2/6/09

The future offers great promise for workers in our common sectors

The new issue of LaborNotes has an interesting, if surprisingly bloodless, article about the struggle for control of UNITE-HERE. In broad strokes, here's the background. UNITE and HERE merged in 2004. UNITE needed the merger because the industries it primarily represented -- textiles -- had shrunk dramatically and continued to shrink. HERE needed the merger because the industries it represented -- hotel and restaurants -- had become increasingly consolidated among a few large corporations, and UNITE's control of Amalgamated Bank meant that the merged organization would have the resources needed to take on those companies. Under the terms of the merger, UNITE President Bruce Raynor took the helm of the new organization, and HERE President John Wilhelm took a back seat. There have been tension all along, but things are coming to a head now because the union is about to have its first leadership election since the merger, and Wilhelm and HERE are poised to take control.

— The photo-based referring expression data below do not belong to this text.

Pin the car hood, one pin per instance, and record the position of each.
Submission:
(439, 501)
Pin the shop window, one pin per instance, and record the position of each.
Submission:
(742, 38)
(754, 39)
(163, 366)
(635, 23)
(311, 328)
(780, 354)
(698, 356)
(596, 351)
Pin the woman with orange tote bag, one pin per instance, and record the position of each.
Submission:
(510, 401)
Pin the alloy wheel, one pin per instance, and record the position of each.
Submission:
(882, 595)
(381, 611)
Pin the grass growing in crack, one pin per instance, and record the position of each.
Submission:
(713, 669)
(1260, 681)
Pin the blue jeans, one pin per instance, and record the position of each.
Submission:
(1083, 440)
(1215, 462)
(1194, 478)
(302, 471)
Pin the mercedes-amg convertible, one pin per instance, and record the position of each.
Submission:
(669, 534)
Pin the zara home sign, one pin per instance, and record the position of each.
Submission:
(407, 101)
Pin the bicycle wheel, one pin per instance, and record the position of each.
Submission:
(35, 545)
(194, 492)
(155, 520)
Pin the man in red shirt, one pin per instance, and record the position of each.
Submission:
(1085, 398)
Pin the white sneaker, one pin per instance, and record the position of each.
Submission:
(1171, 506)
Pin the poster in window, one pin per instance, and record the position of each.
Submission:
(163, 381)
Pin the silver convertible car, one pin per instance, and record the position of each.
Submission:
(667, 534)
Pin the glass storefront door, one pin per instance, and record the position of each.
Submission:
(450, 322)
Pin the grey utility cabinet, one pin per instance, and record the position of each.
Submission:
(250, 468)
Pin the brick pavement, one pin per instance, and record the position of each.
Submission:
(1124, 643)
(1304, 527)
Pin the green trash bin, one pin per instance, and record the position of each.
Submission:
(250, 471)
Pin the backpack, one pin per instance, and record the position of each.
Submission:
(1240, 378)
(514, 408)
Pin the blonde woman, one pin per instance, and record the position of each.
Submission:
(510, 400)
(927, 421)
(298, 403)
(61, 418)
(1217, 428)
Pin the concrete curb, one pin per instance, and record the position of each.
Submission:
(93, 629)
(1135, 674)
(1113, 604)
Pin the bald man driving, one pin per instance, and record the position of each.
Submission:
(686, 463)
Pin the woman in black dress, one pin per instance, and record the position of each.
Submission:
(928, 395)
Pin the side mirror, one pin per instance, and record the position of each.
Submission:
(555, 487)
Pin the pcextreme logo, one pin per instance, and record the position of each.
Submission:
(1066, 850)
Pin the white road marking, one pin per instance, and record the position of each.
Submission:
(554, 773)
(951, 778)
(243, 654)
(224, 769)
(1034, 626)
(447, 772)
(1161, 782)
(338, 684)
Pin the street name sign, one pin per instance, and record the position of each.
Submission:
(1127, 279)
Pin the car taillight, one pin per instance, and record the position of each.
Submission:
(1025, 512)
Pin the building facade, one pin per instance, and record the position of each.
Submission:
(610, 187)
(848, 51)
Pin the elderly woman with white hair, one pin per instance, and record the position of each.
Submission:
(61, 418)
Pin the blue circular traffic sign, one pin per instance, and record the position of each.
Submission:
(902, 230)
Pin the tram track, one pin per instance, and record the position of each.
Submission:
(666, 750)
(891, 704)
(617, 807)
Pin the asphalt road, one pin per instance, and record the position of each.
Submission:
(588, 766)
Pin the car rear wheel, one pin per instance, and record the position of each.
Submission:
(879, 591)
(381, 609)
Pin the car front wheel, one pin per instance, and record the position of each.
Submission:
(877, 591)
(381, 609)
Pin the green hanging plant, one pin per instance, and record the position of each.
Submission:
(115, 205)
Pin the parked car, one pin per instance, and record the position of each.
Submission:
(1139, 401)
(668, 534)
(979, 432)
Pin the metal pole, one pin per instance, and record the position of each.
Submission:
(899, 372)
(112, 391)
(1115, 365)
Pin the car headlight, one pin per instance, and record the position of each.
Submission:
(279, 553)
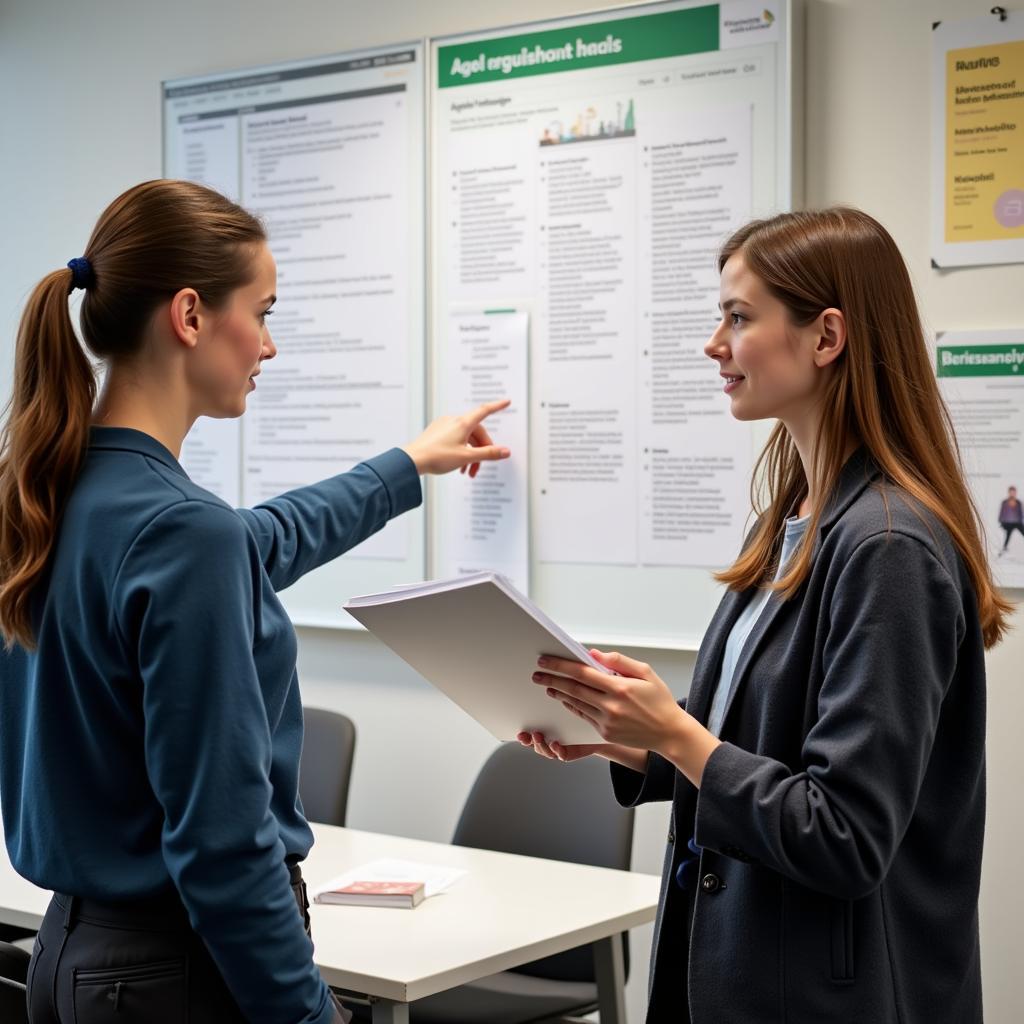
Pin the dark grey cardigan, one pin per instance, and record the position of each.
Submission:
(842, 817)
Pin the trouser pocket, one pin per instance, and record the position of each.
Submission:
(842, 940)
(140, 993)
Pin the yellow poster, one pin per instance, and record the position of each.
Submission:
(977, 202)
(985, 142)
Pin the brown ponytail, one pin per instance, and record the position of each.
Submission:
(150, 243)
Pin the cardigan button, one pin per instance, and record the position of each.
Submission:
(711, 883)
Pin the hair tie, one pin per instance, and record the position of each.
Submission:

And poised is maybe too weak a work. In point of fact, Wilhelm and his allies are already effectively in control of UNITE-HERE's exec board. At the board's last meeting in December, the board made some decisions that UNITE loyalists strongly opposed, so much so that the UNITE partisans refused to participate in the vote and Raynor followed up with a lawsuit.

Which brings us to SEIU's dear leader, Andy Stern. Following Raynor's lawsuit, Stern made an offer:
Today it is apparent to us that the merger of UNITE and HERE has failed to meet its goals that both unions had hoped for and worked towards.

After four (4) years, we believe it is time as well as necessary for our movement, for both unions to reconsider their future -- including merger into SEIU as UNITE HERE or ending their merger and returning to their previous status and merging into SEIU as separate organizations. |source (pdf!)|

I'm going to go out on a limb here and theorize that the Stern offer was invited by Raynor, who has collaborated with Stern in the past to sign secret "growth agreements" with employers. In any case, it's pretty ballsy.